Two studies about facial expressions have been reported by the BBC in the past few weeks.
Facial expressions 'not global' (14 August 2009). In research carried out by a team from Glasgow University, East Asian observers found it more difficult to distinguish some facial expressions. (Findings published in Current Biology journal.)
Delinquents 'misinterpret anger' (19 September 2009). A Japanese study of young offenders found they often misread facial expressions. (Findings published in Child and Adolescent Psychiatry and Mental Health journal.)
I have not read the academic papers, but it looks as if there might be an interesting link between the two studies. There are some missing perceptions in some people (perhaps by culture and/or personality type), and these are linked to patterns of behaviour. The Japanese researchers are looking at personality type, while the European researchers are looking at cultural differences.
But how do such links ever get identified, especially as it is perfectly within the bounds of possibility that there is nobody who reads both of these journals? I only spotted it myself, because I read the second story and recalled having read something similar not long before, and because I was able to find my way back to the first story.
The first general point to pay attention to here is the process of memory retrieval, in this case involving a collaboration between my brain and a simple internet search.
The second general point is about the fragmentation of knowledge and the "architecture" of joined-up research. How do such accidental links influence not only what we happen to know, but also what becomes available to be known?
Related post: Affective Computing (March 2019)

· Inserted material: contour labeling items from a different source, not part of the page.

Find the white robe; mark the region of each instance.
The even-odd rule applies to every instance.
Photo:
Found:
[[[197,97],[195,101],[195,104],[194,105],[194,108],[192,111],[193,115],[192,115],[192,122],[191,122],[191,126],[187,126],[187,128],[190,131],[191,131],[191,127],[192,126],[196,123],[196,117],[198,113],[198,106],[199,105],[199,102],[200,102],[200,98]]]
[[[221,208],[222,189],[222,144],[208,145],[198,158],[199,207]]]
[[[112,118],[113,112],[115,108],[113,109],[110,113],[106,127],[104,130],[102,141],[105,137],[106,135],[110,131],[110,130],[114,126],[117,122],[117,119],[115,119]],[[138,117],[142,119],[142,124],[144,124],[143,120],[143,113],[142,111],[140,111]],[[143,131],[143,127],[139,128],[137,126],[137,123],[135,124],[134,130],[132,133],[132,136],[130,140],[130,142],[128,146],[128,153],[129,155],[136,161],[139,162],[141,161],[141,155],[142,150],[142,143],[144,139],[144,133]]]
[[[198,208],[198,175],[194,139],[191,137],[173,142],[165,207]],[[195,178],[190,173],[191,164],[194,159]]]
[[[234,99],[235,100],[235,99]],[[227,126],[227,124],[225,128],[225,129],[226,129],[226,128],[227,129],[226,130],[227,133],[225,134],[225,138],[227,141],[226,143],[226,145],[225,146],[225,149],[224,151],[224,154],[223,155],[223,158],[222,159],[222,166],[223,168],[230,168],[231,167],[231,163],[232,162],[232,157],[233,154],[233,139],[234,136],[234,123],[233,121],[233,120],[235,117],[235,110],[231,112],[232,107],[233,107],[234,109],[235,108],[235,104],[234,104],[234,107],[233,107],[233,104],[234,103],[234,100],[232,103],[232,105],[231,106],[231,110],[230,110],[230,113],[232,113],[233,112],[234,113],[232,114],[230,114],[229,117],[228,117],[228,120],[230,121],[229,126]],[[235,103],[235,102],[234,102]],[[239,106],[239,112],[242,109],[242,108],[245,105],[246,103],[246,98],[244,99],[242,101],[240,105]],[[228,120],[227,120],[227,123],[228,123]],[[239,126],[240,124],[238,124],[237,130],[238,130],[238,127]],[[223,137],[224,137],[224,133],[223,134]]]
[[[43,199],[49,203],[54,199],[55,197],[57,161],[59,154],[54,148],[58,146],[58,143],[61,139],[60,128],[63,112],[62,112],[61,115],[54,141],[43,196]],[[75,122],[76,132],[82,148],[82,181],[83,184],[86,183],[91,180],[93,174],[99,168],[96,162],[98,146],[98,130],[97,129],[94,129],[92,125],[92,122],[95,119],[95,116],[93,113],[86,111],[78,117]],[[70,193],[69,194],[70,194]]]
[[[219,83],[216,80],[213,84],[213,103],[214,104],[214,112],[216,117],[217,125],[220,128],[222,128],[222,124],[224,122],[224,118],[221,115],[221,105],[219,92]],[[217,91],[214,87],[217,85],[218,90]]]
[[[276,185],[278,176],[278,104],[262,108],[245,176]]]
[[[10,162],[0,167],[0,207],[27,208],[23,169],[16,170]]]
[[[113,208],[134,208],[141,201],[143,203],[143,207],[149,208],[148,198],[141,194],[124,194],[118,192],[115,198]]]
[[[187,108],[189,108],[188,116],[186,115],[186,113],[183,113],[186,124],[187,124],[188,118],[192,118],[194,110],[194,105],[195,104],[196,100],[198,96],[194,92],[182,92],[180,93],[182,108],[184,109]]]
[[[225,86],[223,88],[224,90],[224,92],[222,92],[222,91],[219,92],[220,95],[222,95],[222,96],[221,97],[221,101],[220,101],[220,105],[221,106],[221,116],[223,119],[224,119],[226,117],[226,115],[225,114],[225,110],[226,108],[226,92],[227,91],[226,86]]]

There are I believe some (vary rare) people who can see through the obvious facial expression to see the geniune expression that reveals the true feeling of the person exhibiting the expression. The problem with studies of this type is that they take artificially acted expressions (or expressions that the researchers interpret to represent a specific emotion (and let's face it, researchers are not always the most socially adapted individuals) and then test whether others have the same interpretation as they do.
ReplyDeleteOne fundamental principle of scientific studies which potentially biases the result is that the researcher begins with a belief about the result and then sets out to prove that result. If researchers were more open minded than this, and looked at the raw information for patterns, unhindered by their own preconceptions there would not be the same need for others to join up the pieces of disconnected research to find a common and potentially useful answer.
Thanks for the thought provoking post.
Jon H Ayre
The Enterprising Architect
http://theenterprisingarchitect.blogspot.com
I agree that researchers are limited by their preconceptions. But even if we had wiser researchers, the problem wouldn't go away. I think there are some fundamental structural flaws in the way research is organized and knowledge shared, and we simply cannot expect (trust) individual researchers to transcend this paradigm.